As the State government, which holds 100% equity stake in GIFT City, expands the limits of the city to nearly 3,400 acres in the next few years, many out-of-town real estate developers — Sobha, Hiranandani, Raheja, among others — and a host of locals like Zaveri are showing interest.
An evolving culture
Gujarat, with its 1,660-km-long coastline, has India’s largest private sector port in Mundra, owned by the Adani Group, and the largest cargo-handling port in the country in Kandla. It is a logistics hub and has renewable energy sites, oil refineries, and a strong petrochemical presence. The State’s workforce is geared towards these industries, along with textiles and diamonds, all labour-intensive, with not much of a service sector focus. It is neither an information technology hub nor a financial services centre.
“While Bengaluru and Hyderabad are known for their IT sector, GIFT City’s transformative impact is poised to transcend industry boundaries and be industry-agnostic,” says Deep Vadodaria, 39, the CEO of Nila Spaces, a property developer with a focus on the city’s residences.
He gives the example of Australia-based Deakin University’s first-ever international campus coming up here. He feels diverse industries and businesses will stimulate economic growth, spur innovation, and create jobs. “The potential for GIFT City to redefine the socio-economic landscape of Gujarat is palpable,” Vadodaria says, adding that the people entering the State will also make it more rounded in its work culture too, rather than just having a single IT identity.
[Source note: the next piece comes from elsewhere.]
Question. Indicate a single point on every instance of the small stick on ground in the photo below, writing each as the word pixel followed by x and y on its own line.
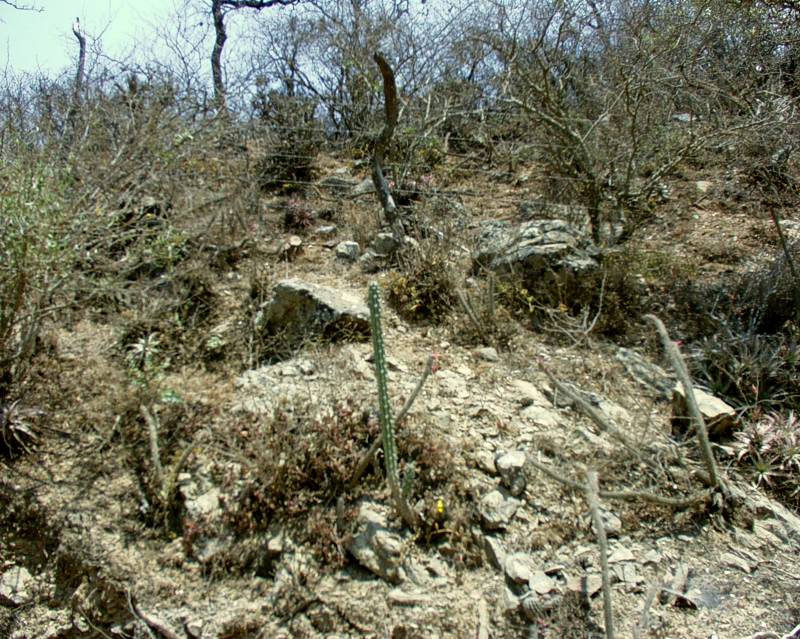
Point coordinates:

Janak Thakor is a realtor and member of the Ahmedabad district panchayat. “Prices have skyrocketed in just a few years,” he says. “People of this area would never have thought that one acre of their land would go for ₹10 crore [up from ₹25 lakh-₹30 lakh],” he adds.
Thakor talks to residents of Lavarpur village outside GIFT City about rising land prices. Many want to sell, given the escalation, so that they can settle down to a life that does not involve the hard labour of farming bajra and toor dal.
Just a couple of kilometres away, but in a different world, in the GIFT City club restaurant, Lalitsinh Thakor, 49, a local politician and jeweller who dabbles in land brokering, waves his hands around saying, “There was nothing here 20 years ago. It was barren, uneven riverbank land. We never used to visit this part from our village, Dabhoda, just a few kilometres from here. Look at it today. Sitting here you feel you’re not in Gujarat but in Mumbai or Dubai. Look at the tall buildings that have come up and taller ones being built.”
Saurabh (name changed to protect identity), the waiter at the glass-fronted club, says with a broad smile, “Maybe the next time you come, you can have a beer or a whisky.”
The security guard from Uttar Pradesh is delighted. The annual Filmfare Awards will be held here on January 28. “All the top Bollywood celebrities will come for it. The whole of Mumbai will be here and GIFT will become another Bombay!”